Children of the Fleet (Fleet School #1)(115)
The marine colonel looked at Dabeet, then at Monkey and Ignazio. His attitude changed visibly. “Good show, then,” he said.
“I think,” said the astrogation teacher, “that they were also on the team that detached the ship before it blew.”
“You seriously did that?” asked the colonel.
“Is the station completely pulverized and everybody dead?” asked Monkey. “No? Then yes, we did it very seriously.” She pointed at Dabeet. “He was the one who blew the airlock on the ship. Also found the Vacoplaz and figured out what was going on. Dabeet Ochoa.”
“And she came out and brought me back to the station,” said Dabeet. “She almost died doing it.
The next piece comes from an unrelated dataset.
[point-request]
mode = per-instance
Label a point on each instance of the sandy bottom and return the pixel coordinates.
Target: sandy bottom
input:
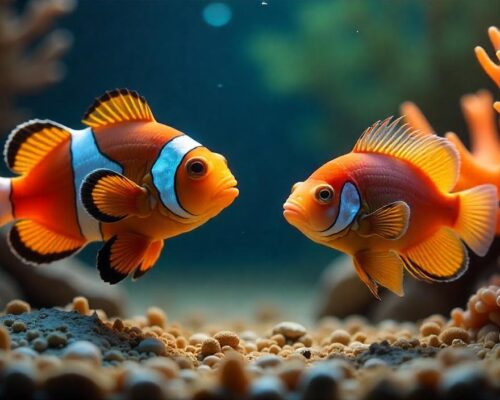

Her name is Munk.”
“Cynthia Munk,” said Ignazio, ducking as she slapped at his head.
Dabeet named the rest of the team, starting with Ignazio.
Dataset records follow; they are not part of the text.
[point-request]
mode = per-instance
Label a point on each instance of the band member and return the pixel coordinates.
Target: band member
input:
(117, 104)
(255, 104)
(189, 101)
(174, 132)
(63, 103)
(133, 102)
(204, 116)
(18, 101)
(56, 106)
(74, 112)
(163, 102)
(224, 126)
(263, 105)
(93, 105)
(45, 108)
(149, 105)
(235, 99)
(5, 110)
“You planned this?” asked the colonel.
“Hell no,” said Monkey. “How could we figure somebody would bring two thousand–plus packets of Vacoplaz to blow up a school full of children? We just made it up as we went along.”
The colonel turned to the teachers. “I thought this wasn’t a military school anymore.”
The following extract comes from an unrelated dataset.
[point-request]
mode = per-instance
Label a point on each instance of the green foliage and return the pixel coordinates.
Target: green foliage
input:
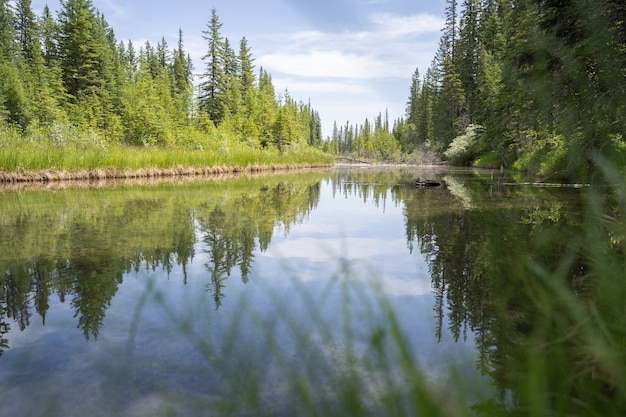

“We’re space kids,” said Ignazio. Considering that he had grown up in Cádiz, that was stretching the truth a little. But not much. They were space kids now. Even Dabeet. All of them.
Monkey backed him up. “This wasn’t a military situation, not with the ship and the Vacoplaz. It was an equipment malfunction and we did exactly what we would have done on any mining ship in the Belt.”
The marine colonel grinned. “Got it,” he said. He waved a hand toward the treat-strewn table. “Carry on.”
As he was leaving, Dabeet asked, “Are all the kids OK? All the teachers? All the kitchen staff?”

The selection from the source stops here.